If not for the twin green fires flickering in its sockets, he’d have thought it stone-dead.
“You… you’re the key to their return, aren’t you?” Time crawled like a cold worm; facing a being like a Demon Lord, every heartbeat was a grindstone.
At last, the figure spoke.
It was only a skeleton, no vocal cords, yet it talked like a living man under the sun.
“Yes. Kill me, and they may never return. And you will gain quiet.” Ouyang stayed calm, a blade set on an anvil.

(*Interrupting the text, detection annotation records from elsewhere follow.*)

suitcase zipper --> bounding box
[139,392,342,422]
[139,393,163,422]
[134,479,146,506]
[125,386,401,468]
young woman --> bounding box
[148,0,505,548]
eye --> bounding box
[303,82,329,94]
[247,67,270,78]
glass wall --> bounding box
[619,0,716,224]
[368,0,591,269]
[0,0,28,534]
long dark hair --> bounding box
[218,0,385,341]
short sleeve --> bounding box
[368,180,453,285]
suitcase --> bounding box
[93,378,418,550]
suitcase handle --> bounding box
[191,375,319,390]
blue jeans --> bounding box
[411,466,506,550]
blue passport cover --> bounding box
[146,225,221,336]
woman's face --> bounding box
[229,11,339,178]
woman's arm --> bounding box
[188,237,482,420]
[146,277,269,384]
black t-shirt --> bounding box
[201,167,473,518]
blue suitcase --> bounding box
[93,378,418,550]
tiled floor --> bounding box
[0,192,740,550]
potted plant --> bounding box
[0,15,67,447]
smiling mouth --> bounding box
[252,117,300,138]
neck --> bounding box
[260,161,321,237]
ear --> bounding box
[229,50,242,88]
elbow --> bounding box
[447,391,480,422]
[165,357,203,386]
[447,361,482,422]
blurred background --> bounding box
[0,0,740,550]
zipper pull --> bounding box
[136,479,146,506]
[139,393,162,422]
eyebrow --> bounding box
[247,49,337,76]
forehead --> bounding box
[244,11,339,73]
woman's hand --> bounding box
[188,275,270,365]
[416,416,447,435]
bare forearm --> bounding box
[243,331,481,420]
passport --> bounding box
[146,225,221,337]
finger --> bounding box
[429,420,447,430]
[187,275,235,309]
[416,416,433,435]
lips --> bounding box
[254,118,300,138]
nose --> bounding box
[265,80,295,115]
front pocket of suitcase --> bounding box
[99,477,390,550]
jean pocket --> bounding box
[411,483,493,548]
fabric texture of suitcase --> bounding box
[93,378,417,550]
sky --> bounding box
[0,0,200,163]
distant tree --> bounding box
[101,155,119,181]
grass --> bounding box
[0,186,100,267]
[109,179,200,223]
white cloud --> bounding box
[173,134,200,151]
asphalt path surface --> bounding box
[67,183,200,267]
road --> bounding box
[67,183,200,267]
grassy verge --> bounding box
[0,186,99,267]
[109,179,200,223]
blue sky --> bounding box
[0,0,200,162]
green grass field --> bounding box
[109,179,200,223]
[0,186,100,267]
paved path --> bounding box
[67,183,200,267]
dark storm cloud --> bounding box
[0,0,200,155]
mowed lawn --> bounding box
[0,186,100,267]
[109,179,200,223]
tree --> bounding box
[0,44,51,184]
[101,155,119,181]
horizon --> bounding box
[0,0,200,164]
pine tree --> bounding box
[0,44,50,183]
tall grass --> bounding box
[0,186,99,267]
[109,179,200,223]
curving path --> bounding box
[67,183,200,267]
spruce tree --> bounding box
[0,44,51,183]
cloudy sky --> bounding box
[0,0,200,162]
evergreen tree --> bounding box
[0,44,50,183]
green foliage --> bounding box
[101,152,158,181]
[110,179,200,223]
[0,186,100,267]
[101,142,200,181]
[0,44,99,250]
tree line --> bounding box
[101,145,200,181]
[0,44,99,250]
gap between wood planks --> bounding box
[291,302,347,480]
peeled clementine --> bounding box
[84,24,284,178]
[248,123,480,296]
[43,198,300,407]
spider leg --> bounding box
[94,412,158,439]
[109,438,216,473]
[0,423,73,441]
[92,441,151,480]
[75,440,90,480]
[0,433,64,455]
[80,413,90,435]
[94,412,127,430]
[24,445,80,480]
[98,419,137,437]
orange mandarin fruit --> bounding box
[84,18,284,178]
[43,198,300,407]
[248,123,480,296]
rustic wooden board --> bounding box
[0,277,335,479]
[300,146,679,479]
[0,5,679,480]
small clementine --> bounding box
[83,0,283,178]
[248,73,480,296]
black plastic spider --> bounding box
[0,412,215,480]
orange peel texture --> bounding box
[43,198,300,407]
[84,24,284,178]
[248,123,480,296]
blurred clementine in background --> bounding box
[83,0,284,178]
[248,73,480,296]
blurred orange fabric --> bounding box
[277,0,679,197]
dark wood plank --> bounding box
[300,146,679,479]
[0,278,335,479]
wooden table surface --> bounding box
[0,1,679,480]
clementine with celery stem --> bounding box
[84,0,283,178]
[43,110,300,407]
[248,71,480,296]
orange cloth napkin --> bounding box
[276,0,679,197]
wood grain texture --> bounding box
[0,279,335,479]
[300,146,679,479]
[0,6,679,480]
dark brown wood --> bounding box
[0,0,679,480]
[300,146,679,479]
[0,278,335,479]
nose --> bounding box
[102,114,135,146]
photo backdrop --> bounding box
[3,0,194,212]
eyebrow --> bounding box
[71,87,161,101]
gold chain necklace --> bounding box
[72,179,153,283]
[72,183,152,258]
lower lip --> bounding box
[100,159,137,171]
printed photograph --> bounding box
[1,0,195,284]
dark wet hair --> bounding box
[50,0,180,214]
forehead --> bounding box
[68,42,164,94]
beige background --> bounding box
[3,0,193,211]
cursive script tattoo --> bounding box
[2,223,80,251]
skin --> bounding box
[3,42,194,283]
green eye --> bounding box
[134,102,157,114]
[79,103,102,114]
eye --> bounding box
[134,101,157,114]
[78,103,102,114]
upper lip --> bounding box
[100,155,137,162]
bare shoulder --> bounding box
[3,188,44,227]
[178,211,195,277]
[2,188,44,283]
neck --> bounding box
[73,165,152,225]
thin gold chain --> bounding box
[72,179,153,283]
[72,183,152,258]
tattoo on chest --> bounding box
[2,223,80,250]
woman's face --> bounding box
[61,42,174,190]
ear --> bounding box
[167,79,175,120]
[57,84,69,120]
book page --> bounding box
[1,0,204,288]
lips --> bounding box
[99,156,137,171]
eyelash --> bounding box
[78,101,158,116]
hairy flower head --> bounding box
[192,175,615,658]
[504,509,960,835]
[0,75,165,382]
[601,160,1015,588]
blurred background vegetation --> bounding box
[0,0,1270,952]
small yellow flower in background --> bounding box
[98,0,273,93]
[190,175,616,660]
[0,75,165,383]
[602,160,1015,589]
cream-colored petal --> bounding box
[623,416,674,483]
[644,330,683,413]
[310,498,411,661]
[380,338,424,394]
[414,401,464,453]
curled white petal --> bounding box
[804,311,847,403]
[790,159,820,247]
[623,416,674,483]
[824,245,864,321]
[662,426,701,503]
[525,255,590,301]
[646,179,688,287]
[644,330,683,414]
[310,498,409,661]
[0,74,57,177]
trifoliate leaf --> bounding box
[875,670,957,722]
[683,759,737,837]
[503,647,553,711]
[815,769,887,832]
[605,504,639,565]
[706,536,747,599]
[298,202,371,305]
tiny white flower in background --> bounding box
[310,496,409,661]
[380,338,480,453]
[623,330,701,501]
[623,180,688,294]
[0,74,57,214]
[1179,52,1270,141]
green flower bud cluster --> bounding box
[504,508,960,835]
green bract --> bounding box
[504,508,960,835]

He couldn’t back down.
In power, he was an ant; the other, a lofted god. Yet in this moment, he carried an unyielding honor.
Safix spread those black bone wings with a slow sweep, then folded them like a raven settling.
“As you said, it’s only ‘maybe.’ Time means nothing to us. He left, yet to me it feels like yesterday. I may slumber and wake to find they’ve opened the Gate again.”
Green flames flickered like cold will-o’-wisps, and black lightning crackled like dry thunder.
“I’m curious. With such an absolute gap, why do you still choose this? Do you mean to parade their glory before me?”
“I…” Ouyang shaped one word, then silence fell like snow. Against such a gap, he was a moth rushing a candle.
It was foolish. Even for a promise, he should wait until he could stand tall.
But he had to do it. Only then could he break the deadlock and let himself fade like dusk.